As sophomore Clayton Hart limped up a hill towards his lake house at Greers Ferry, he glanced down at his shoe, only to find blood gushing out of it. An ATV had fallen on his foot, and what he thought to be a minor bruise ended up being much more severe. He was not looking forward to his sixth injury in four years.647x1152.png (1)

Hart’s recurring injuries, including a broken left wrist and dislocated left pinky in seventh grade, a broken right wrist and dislocated right pinky in eighth grade, a ruptured spleen in ninth grade, and a crushed left foot in tenth grade, have handicapped him from participating in close to every football game since 2012. “I want to at least play one full season,” said Hart. Most of his injuries have been related to sports. Sophomore Blake Burney said, “ It seemed like after each injury, he had a new one within a week of healing.”
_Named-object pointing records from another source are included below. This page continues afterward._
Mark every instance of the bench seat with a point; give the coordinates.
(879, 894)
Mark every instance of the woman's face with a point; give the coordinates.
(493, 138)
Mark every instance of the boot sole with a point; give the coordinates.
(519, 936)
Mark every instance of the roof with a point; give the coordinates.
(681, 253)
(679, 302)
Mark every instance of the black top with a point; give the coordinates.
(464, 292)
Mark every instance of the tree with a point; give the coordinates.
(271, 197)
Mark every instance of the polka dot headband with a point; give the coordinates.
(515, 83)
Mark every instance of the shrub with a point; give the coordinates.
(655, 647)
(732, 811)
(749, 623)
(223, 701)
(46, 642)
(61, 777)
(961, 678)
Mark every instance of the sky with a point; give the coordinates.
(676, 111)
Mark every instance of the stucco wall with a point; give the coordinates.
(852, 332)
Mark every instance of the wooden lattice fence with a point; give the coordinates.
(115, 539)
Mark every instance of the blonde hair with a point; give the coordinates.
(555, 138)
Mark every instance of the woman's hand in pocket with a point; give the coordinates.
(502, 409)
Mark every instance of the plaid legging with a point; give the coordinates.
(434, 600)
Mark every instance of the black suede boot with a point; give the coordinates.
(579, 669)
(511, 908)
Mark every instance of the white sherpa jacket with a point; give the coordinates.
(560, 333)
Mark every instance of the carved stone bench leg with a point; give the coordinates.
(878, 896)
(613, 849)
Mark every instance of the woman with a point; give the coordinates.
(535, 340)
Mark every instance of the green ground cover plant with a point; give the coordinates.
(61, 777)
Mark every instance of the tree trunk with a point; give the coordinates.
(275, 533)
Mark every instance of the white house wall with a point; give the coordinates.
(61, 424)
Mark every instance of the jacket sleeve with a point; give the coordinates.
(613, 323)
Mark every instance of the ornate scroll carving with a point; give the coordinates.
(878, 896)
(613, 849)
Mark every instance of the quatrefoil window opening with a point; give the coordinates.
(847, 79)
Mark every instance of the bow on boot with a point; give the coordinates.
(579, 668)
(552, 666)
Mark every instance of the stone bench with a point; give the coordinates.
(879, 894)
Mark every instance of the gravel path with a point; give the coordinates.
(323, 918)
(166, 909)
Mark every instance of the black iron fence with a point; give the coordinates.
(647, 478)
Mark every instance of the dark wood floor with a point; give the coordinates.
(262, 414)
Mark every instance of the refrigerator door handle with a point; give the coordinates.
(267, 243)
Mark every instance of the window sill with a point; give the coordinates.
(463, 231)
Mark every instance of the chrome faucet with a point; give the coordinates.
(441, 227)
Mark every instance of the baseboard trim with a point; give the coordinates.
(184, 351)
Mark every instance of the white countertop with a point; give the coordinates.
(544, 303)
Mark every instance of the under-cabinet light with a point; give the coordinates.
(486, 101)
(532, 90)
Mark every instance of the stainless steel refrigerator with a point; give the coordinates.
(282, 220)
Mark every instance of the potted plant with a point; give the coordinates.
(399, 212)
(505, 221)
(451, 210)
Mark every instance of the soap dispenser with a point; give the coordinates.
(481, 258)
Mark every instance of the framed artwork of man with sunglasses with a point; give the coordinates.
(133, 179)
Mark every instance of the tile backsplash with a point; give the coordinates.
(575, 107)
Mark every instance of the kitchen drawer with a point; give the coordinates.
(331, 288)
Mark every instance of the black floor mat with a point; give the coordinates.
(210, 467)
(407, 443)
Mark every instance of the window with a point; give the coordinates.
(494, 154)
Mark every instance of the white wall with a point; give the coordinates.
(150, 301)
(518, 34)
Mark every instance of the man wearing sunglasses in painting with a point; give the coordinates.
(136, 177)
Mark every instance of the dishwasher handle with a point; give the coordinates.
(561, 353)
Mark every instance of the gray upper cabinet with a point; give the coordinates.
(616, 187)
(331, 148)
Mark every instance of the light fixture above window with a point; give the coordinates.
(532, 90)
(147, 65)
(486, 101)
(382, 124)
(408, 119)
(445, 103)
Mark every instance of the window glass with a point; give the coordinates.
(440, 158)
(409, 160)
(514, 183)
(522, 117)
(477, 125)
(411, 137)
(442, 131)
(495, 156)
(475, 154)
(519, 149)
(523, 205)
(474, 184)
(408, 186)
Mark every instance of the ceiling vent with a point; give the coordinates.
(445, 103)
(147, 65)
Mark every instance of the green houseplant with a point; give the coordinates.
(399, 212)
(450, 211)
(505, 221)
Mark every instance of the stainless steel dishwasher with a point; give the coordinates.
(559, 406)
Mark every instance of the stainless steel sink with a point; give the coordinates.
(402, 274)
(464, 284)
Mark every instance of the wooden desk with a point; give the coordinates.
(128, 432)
Hart has had to adjust tremendously to his injuries. His most recent injury, his crushed foot, restricts him from full recovery. “My surgery showed that all the top tendons were gone,” said Hart. After the ATV landed on his foot, his parents rushed him to the nearest hospital, which was in Conway. For some reason, the hospital in Conway could not perform the surgery, so he had to go all the way to Children’s Hospital in Little Rock.

Hart’s foot needed immediate attention. He had severed the skin below his first three toes, which continued around his big toe, leaving it hanging off of his foot. Sophomore Clark Betts, who was with Hart when Hart crushed his foot, said, “The doctors said that his big toe was only being held on to the rest of his foot by the skin on the side of his toe.”

Hart dislocated his right pinky in seventh grade while he was playing basketball, and his left pinky in eighth grade during a game of kickball. “I’ve had to go the doctor a lot. I have a feeling I’m going to do something to my right leg next year to keep it symmetrical,” said Hart. Every time he gets injured, he has a “great, not again” reaction.

Hart’s adventurous and daring personality causes him to push the envelope sometimes. “The last [injury] was by far the worst,” said Mr. Paul Hart. “Clayton bounces back and stays positive.”

In a way, Hart has become less surprised by his injuries. “It stinks at first, but eventually it gets fine,” said Hart. He has a high tolerance for pain. “He understates problems, which is not always good,” said Mr. Hart. Most of Hart’s injuries were caused by normal physical activities like basketball, kickball, or football. Burney said, “When he got hurt he wouldn’t look hurt. He would even make jokes about it.” Hart had a lot of fun messing with his pinkies as they were dislocated sideways.

“It has been hard because his injuries have changed his daily routine. It is helpful that he is very independent,” said Mr. Hart. Hart spent most of his Thanksgiving break making up the massive amount of schoolwork that he missed during his absence from school for multiple weeks.

Hart has realized that he should be more careful to prevent further injury to his body. Although he has been knocked down many times, he has stayed strong and persevered. He doesn’t know what makes him so prone to injury, but he wants it to stop. Hart said, “ I would just sit around all day. It stinks being hurt all the time. I’m ready to be healthy again and do the stuff I normally do.”